Reinvented under the presumption of a respectable married woman, Laura captures the attention of eager photographer Nicolas (Antonio Banderas).

He becomes mesmerized by the elusive woman amid the gorgeous locales of Paris and accidentally shatters her carefully crafted world through his photography.

The steamy women’s bathroom love scene between Laura, who is bisexual, and Veronica, a model with a diamond gold ensemble top, is not just a male chauvinistic turn-on, but hugely important to the storyline.

Laura is supposedly in cahoots with thugs “Black Tie” and Racine, who aggressively wait outside the restroom, but is Laura double-crossing them both? Is she partnered in crime with Veronica, or is she just a mark?

The riddles of the plot are both positive and negative, especially when one scene plays out twice, midstream and during the finale.

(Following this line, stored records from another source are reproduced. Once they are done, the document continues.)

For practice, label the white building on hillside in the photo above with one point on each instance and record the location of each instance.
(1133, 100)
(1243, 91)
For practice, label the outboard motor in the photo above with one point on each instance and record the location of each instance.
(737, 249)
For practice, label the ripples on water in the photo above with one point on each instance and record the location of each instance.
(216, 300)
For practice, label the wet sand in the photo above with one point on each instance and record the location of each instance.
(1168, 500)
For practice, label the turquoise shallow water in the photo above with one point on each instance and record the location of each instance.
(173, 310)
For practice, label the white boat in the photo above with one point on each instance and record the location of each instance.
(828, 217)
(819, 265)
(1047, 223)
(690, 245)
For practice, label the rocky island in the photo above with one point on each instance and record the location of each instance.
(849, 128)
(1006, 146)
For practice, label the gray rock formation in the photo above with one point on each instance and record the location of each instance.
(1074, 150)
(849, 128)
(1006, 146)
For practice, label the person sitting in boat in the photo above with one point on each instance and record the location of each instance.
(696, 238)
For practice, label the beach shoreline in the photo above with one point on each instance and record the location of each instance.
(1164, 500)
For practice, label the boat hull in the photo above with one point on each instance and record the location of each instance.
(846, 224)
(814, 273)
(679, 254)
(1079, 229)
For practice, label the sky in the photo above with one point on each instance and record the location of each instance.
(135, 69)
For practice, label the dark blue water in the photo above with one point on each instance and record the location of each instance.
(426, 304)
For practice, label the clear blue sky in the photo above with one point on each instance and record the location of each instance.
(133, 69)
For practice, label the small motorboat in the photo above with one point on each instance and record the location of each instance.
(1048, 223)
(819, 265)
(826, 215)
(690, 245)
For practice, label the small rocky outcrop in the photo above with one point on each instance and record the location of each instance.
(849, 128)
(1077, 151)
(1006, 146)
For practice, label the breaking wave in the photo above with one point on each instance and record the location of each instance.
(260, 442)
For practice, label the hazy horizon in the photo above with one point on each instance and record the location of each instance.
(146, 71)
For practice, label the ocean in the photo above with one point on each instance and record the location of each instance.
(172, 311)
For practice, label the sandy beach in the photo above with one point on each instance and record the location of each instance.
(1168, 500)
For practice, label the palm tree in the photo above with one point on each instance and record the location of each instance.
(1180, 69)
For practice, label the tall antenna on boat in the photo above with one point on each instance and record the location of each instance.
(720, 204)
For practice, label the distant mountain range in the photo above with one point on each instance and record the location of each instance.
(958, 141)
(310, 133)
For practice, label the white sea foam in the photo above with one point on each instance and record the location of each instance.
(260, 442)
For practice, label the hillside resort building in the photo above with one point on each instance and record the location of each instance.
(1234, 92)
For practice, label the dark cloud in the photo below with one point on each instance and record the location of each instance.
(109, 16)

There is a mystique that forces the viewer to give up any attempt at comprehension or plausibility regarding Laura, her motivations, and modus operandi.

I chose to immerse myself in the bevy of trimmings that De Palma tosses our way like a hungry dog salivating over a bone.

He borrows a bit from the best of Alfred Hitchcock’s films (when doesn’t he?) and his own, neither a bad thing. The most obvious is from the 1954 masterpiece, Rear Window, an orgy of fetishism, which appears throughout, mostly concerning Nicolas as he spies on Laura again and again, almost obsessively.

Romijn-Stamos isn’t the best actress in the biz, and Banderas would grow as an actor after this film. Still, Femme Fatale is about style, not Academy Award acting, and the beauty is trying to figure out a puzzle and being startled by a twist ending and a replay of the events to provide some explanation.

The twist is quite a doozy and had me rethink the entire film. Plot holes be damned, it was a very good reveal, but it also made most of the rest of the film a bit worthless.

Femme Fatale (2002) will never reach the upper echelons of the best of Brian De Palma’s films, but it’s hardly a waste of time to give it a spin, either.

Forgetting the steaminess altogether, the film is for European appreciating viewers with the astounding and plentiful sequences in and around Paris.